Морские ветры с Востока и Запада,
Дующие с Восточного моря и с Западного, покуда не
встретятся в прериях, —
Эти ветры — дыхание песни моей,
Их благовоние я принесу на могилу любимого.
XI
О, что я повешу на стенах его храмины?
Чем украшу я мавзолей, где погребен мой любимый?

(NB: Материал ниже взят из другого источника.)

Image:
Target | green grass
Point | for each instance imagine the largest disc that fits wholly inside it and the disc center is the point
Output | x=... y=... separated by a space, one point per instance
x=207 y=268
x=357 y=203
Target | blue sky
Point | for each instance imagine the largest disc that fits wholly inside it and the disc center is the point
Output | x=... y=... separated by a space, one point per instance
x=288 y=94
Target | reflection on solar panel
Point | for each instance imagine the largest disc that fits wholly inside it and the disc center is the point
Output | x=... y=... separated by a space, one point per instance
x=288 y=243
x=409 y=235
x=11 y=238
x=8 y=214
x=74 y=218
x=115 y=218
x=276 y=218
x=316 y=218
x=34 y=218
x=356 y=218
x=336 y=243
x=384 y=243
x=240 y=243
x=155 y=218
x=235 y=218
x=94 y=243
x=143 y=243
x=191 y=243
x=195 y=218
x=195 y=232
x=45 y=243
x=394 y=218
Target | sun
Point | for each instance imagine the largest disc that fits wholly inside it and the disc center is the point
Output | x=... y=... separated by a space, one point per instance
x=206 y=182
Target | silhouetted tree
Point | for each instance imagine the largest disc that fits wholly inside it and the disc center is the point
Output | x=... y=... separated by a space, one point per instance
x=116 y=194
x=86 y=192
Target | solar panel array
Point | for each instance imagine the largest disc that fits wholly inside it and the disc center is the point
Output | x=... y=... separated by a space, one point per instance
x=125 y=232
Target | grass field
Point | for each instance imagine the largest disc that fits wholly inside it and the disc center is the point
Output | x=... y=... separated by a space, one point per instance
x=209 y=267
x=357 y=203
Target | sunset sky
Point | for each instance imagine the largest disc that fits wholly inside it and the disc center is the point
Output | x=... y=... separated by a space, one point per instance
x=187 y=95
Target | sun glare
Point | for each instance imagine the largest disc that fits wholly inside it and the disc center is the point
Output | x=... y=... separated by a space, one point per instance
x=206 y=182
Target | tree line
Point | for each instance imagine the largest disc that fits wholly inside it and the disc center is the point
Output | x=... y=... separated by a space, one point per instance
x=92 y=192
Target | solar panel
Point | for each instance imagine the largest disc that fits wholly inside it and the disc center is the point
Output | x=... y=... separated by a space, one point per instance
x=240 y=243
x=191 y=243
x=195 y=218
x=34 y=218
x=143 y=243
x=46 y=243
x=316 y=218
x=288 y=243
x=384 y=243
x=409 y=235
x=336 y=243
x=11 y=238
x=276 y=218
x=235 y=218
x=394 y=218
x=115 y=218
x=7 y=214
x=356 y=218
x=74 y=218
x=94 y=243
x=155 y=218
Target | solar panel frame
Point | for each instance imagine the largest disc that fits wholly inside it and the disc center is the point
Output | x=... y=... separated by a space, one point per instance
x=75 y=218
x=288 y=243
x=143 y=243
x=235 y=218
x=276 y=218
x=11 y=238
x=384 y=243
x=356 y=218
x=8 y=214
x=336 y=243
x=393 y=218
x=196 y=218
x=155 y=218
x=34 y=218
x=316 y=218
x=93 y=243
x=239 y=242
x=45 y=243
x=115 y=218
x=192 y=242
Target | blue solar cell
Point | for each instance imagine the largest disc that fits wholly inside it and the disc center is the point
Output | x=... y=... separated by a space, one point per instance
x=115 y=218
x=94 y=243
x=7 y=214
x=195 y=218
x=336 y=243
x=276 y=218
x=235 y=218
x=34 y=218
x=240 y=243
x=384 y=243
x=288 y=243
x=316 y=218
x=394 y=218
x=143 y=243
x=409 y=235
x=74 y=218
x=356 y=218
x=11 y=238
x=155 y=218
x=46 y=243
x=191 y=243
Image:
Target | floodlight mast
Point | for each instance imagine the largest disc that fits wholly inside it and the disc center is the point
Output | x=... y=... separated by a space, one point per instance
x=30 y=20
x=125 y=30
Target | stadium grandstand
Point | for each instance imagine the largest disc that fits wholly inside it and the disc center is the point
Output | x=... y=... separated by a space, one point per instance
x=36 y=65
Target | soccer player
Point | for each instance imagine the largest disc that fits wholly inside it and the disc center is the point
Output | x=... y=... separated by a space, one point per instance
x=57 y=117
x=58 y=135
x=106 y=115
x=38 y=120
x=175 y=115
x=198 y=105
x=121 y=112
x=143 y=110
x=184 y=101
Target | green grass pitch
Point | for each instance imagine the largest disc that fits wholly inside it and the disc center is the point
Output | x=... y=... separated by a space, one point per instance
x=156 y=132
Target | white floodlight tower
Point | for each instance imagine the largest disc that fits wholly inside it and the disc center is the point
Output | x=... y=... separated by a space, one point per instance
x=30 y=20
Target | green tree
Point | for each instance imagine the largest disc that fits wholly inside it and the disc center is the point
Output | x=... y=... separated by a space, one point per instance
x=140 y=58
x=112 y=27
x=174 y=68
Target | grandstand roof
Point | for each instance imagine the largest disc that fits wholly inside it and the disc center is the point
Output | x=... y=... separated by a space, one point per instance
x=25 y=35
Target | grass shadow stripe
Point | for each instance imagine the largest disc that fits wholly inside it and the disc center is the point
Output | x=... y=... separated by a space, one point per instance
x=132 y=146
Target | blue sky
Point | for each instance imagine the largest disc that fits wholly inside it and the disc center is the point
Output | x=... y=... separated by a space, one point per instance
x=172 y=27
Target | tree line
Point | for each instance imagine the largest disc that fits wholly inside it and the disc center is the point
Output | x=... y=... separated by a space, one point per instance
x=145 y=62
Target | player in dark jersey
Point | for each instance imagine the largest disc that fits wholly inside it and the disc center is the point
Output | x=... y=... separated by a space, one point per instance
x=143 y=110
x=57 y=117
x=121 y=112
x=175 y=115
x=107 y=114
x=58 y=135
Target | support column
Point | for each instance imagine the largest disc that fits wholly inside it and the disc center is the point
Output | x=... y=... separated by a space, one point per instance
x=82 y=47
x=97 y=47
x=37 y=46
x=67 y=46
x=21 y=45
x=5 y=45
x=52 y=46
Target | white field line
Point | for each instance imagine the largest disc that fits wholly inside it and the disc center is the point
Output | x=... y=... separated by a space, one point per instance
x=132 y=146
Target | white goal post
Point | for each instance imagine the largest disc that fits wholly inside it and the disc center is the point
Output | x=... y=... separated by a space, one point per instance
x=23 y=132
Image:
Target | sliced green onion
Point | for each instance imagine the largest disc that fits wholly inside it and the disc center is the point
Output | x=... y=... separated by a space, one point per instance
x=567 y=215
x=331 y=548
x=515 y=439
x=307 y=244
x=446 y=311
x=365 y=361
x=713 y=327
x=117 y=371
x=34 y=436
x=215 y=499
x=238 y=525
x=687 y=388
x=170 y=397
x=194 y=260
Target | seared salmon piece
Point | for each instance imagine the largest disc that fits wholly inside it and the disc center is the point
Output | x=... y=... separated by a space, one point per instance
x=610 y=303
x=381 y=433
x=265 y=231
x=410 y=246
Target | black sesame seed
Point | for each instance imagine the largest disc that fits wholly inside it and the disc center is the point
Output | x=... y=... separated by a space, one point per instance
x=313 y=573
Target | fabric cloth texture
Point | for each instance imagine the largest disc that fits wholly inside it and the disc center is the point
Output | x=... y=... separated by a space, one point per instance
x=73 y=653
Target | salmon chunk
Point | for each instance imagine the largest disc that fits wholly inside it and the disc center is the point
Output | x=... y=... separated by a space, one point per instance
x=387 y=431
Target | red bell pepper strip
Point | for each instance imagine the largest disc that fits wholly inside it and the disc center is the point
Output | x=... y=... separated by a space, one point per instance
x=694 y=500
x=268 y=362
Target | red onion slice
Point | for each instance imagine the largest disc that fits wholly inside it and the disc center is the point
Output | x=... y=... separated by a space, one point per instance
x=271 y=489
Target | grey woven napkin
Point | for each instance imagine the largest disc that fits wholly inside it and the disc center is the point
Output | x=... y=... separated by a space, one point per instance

Картинами ранней весны, и домов, и ферм,
Закатным вечером Четвертого месяца, серым дымом,
светозарным и ярким,
Потоками желтого золота великолепного, лениво
заходящего солнца,
Свежей сладкой травой под ногами, бледно-зелеными листьями
щедрых дерев,
Текучей глазурью реки — ее грудью, кое-где
исцарапанной набегающим ветром,
Грядою холмов на речных берегах с пятнами теней
и с большим изобилием линий на фоне небес,
И чтобы тут же, поблизости, — город с грудой домов,
со множеством труб дымовых,
И чтобы бурлила в нем жизнь, и были бы мастерские,
и рабочие шли бы с работы домой.
XII
Вот тело и душа — моя страна,
Мой Манхаттан, шпили домов, искристые и торопливые
воды, корабли,
Разнообразная широкая земля, Юг и Север в сиянии,
берега Огайо, и сверкающая, как пламя, Миссури,
И бесконечные вечные прерии, покрытые травой
и маисом.
Вот самое отличное солнце, такое спокойное, гордое,
Вот лилово-красное утро с еле ощутимыми бризами,
Безграничное сияние, мягкое, постепенно растущее,
Чудо, разлитое повсюду, омывающее всех,
завершительный полдень,
Сладостный близкий вечер, желанная ночь и звезды,
Что сияют над моими городами, обнимая человека
и землю.
XIII
Пой же, пой, серо-бурая птица,
Пой из пустынных болот, лей песню с укромных кустов,
Бесконечную песню из сумерек лей, оттуда, где ельник
и кедр.
Пой, мой любимейший брат, щебечи свою свирельную
песню,
Человеческую громкую песню, звучащую безмерной
тоской.
О звенящий, и свободный, и нежный!
О дикий, освобождающий душу мою, о чудотворный певец,
Я слушаю тебя одного, но звезда еще держит меня
(и все же она скоро уйдет),
Но сирень с властительным запахом держит меня.
XIV
Пока я сидел среди дня и смотрел пред собою,
Смотрел в светлый вечереющий день с его весенними
нивами, с фермами, готовящими свой урожай,
В широком безотчетном пейзаже страны моей, с лесами,
с озерами,
В этой воздушной неземной красоте (после буйных
ветров и шквалов),
Под аркою неба предвечерней поры, которая так скоро
проходит, с голосами детей и женщин,
Я видел неугомонные приливы-отливы морей, я видел
корабли под парусами,
И близилось богатое лето, и все поля были
в хлопотливой работе,
И бесчисленны были людские дома, и в каждом доме
была своя жизнь,
И вскипала кипучесть улиц, и замкнуты были в себе
города, — и вот в это самое время,
Обрушившись на всех и на все, окутав и меня своей тенью,
Надвинулась туча, длинный и черный плащ,
И мне открылась смерть и священная сущность ее.